SINBAD ET L’ŒIL DU TIGRE (1977)

Ce troisième Sinbad produit par Charles H. Schneer et truqué par Ray Harryhausen marque un infléchissement d'inspiration, malgré de nombreux morceaux de bravoure

SINBAD AND THE EYE OF THE TIGER

1977 – USA

Réalisé par Sam Wanamaker

Avec Patrick Wayne, Taryn Power, Margaret Whiting, Jane Seymour, Patrick Troughton, Kurt Christian, Nadim Sawalha

THEMA MILLE ET UNE NUITS

Pour trouver le sujet de son troisième long-métrage sur Sinbad, Ray Harryhausen récupéra plusieurs éléments non utilisés du scénario du Voyage fantastique de Sinbad et les assembla entre eux, ce qui explique probablement sa structure un peu maladroite, malgré les efforts du scénariste Beverly Cross pour lier tous les épisodes prévus en un tout cohérent. Dans le script, l’intrépide marin fait escale dans une ville en quarantaine où la princesse Farah lui apprend que son frère Cassim a été transformé en babouin par un terrible maléfice, et que seul son retour pourra faire revivre cette ville jadis somptueuse. Sinbad se rend donc avec son équipage sur une île grecque où il rencontre un vieux sage féru de magie et sa fille Diane, puis dans une contrée polaire habitée par un morse géant et un troglodyte simiesque et cornu. Ce scénario composite, qui emprunte ses éléments autant à la mythologie grecque et au bestiaire préhistorique qu’aux Mille et Une Nuits, n’est hélas guère magnifié par la mise en scène peu inventive de l’acteur-réalisateur Sam Wanamaker, remplaçant au pied levé un Gordon Hessler sollicité à l’époque par la télévision britannique.

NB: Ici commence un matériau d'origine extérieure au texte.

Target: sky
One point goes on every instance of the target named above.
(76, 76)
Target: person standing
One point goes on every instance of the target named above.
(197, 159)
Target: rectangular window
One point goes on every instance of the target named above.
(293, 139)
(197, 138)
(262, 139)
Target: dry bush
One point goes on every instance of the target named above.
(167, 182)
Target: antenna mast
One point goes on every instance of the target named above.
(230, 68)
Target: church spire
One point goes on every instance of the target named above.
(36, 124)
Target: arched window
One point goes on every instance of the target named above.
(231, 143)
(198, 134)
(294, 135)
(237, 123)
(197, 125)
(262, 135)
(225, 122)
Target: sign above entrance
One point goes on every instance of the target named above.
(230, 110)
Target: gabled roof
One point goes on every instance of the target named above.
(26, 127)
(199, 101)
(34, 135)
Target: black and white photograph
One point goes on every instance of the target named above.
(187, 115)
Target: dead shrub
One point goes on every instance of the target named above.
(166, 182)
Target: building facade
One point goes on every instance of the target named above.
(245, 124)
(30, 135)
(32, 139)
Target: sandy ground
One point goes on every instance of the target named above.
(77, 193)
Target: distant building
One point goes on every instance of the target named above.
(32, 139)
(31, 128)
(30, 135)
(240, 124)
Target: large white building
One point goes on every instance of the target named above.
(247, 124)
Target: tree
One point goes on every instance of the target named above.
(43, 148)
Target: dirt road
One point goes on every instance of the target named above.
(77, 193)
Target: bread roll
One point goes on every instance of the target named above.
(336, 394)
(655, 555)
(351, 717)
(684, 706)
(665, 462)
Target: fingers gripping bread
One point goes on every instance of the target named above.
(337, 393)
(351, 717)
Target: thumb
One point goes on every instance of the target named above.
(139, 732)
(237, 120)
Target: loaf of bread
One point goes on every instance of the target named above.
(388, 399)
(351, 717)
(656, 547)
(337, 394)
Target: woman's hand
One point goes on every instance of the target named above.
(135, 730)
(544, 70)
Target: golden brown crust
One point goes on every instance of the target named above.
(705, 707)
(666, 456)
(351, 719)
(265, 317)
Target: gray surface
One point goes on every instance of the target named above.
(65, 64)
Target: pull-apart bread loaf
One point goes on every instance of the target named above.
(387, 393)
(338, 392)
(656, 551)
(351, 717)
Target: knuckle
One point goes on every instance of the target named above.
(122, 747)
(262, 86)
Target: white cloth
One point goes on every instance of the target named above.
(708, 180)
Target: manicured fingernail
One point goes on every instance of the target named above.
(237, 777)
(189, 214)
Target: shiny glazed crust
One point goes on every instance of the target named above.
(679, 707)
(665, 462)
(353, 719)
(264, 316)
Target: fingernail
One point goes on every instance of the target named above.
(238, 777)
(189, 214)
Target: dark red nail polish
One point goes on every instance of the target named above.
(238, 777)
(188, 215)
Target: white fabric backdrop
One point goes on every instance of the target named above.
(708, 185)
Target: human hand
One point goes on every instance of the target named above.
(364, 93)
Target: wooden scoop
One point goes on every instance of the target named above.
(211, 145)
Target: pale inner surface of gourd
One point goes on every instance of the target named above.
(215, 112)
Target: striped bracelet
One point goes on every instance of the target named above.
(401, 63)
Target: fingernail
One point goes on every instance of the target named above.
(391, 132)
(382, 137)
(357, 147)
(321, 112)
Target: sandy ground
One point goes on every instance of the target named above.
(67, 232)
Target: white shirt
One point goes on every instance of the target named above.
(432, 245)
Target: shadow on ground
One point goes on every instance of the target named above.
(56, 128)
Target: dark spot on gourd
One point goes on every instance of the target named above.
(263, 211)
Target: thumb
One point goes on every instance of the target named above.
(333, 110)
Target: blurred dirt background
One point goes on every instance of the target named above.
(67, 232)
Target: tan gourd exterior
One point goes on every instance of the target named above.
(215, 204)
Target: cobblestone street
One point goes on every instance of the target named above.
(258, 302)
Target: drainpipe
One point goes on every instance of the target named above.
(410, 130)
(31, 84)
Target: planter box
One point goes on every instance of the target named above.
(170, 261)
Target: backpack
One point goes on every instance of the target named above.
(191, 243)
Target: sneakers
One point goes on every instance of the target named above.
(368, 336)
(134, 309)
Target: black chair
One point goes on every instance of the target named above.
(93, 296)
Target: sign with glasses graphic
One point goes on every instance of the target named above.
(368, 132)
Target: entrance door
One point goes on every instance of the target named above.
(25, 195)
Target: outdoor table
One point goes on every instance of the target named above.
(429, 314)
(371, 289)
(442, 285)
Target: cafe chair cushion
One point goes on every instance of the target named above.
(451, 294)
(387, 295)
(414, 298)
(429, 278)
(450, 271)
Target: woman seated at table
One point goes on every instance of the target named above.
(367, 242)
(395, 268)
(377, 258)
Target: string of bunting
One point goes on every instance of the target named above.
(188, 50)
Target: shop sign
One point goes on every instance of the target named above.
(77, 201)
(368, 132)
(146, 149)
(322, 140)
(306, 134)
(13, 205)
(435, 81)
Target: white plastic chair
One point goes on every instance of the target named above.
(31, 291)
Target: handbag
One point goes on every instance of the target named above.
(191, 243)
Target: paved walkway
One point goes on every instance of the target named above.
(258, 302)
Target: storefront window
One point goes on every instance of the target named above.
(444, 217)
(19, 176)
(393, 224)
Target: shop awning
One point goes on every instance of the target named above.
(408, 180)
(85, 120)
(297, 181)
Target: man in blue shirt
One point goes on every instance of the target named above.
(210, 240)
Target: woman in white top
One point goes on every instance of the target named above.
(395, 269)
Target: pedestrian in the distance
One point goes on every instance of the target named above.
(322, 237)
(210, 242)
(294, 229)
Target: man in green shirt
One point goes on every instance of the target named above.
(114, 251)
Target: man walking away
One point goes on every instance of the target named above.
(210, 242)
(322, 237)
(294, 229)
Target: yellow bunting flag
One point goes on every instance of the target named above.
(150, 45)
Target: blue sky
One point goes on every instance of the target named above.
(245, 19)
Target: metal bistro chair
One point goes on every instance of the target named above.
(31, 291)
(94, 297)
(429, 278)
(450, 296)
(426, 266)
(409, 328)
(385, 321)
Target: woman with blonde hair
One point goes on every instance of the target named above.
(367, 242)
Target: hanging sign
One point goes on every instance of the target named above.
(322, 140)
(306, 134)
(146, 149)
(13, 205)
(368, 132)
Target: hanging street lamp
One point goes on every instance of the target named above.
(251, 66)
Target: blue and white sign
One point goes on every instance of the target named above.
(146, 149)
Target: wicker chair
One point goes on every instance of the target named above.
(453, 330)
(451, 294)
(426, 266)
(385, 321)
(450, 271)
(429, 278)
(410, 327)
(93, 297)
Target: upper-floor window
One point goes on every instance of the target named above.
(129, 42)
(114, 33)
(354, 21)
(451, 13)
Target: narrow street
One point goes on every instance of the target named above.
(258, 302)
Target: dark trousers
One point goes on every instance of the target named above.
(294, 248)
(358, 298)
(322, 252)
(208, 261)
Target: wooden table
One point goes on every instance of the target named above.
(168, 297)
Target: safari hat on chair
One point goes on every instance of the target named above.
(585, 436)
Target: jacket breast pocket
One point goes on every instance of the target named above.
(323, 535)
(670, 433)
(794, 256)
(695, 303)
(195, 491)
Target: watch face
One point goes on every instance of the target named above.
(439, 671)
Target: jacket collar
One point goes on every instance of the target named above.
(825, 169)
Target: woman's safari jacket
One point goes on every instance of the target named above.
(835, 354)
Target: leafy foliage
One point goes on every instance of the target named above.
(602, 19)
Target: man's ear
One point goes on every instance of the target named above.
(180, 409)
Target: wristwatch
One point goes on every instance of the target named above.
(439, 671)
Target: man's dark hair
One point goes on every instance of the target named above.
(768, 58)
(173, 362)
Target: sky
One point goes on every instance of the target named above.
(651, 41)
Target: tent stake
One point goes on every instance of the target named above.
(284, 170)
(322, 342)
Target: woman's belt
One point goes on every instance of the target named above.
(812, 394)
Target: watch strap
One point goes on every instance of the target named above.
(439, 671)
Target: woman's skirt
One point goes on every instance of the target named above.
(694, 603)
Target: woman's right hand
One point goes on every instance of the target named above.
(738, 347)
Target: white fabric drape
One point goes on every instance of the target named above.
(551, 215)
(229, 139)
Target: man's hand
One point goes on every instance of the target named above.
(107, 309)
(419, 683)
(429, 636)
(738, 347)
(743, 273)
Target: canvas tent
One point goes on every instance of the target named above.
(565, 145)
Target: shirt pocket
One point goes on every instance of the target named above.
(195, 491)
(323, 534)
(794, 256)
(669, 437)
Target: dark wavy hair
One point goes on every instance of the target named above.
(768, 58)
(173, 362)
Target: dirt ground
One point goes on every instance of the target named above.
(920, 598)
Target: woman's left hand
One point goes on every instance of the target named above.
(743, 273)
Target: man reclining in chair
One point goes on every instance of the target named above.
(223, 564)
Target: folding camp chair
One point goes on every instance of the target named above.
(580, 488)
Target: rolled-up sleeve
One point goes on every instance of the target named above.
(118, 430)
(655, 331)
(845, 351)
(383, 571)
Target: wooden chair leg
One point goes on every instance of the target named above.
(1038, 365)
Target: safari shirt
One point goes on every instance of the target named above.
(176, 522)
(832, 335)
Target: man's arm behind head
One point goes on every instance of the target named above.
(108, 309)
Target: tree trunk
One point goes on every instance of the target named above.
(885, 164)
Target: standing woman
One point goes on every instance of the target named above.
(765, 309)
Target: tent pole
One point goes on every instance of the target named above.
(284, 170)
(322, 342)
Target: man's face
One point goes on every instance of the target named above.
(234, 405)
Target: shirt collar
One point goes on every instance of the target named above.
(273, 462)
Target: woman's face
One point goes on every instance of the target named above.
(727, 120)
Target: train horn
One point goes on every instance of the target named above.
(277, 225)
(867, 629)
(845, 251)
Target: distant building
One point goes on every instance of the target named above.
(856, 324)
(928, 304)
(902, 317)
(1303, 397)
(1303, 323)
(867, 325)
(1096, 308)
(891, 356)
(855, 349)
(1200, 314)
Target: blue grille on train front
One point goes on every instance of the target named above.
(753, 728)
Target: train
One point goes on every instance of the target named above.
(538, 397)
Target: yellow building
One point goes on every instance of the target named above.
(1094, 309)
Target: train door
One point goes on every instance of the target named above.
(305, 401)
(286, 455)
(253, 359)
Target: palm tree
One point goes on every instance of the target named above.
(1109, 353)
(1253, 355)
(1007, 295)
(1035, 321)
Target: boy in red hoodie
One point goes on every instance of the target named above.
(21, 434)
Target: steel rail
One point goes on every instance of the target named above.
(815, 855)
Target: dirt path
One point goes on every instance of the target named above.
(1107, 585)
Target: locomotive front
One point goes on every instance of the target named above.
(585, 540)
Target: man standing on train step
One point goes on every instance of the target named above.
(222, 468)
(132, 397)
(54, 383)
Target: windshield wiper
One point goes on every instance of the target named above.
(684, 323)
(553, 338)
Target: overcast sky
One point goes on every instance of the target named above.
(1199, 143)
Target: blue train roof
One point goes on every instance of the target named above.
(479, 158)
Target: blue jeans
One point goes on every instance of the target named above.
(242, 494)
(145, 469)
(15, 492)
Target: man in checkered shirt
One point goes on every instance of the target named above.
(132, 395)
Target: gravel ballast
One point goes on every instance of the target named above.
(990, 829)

La distribution elle-même est discutable. Car si Jane Seymour, qui se dévêt furtivement à plusieurs reprises, distille un savoureux charme exotique, Patrick Wayne, lui, campe un bien fade Sinbad. Du coup, cet épisode est peut-être le moins captivant de la fameuse trilogie consacrée au marin mythique. Fort heureusement, Ray Harryhausen redouble d’ingéniosité pour que le spectacle distille sa magie de bout en bout. Outre les créatures qui font une apparition mémorable aux moments clef du film (les trois ghoules à tête d’insecte se démarquant des squelettes de Jason et les Argonautes, la guêpe géante, le morse colossal, le tigre à dents de sabre), plusieurs créatures jouent un rôle constant pendant plusieurs séquences, voire sur la durée totale du récit : Cassim changé en babouin, Trog et le Minoton. Détail amusant : cette dernière créature, une statue de bronze en forme de Minotaure, est interprétée dans les plans serrés par un acteur costumé qui n’est autre que Peter Mayhew, le Chewbacca de La Guerre des étoiles.

Chewbacca dans la peau du minotaure

Quant à l’animation du babouin, c’est un véritable tour de force technique et artistique. « Il est très difficile de dresser les babouins, contrairement aux chimpanzés », explique Harryhausen. « Je n’ai jamais vu un babouin dressé, et encore moins un babouin jouer aux échecs ! Or la scène des échecs était importante dans l’histoire. Donc nous avons dû créer un singe en miniature et l’animer image par image. » (1) Grâce aux exploits du génial artiste, qui n’avait jamais créé autant de créatures pour un seul film, ce troisième Sinbad demeure donc un divertissement grandiose, agrémenté de décors féeriques, souvent prolongés par de belles peintures sur verre. Le film fit moins d’éclat au box-office que ses prédécesseurs. La même année sortait sur les écrans La Guerre des étoiles. Une nouvelle ère naissait alors, moins propice hélas aux tours de magie naïfs du grand Ray.

 

(1) Propos recueillis par votre serviteur en février 2004.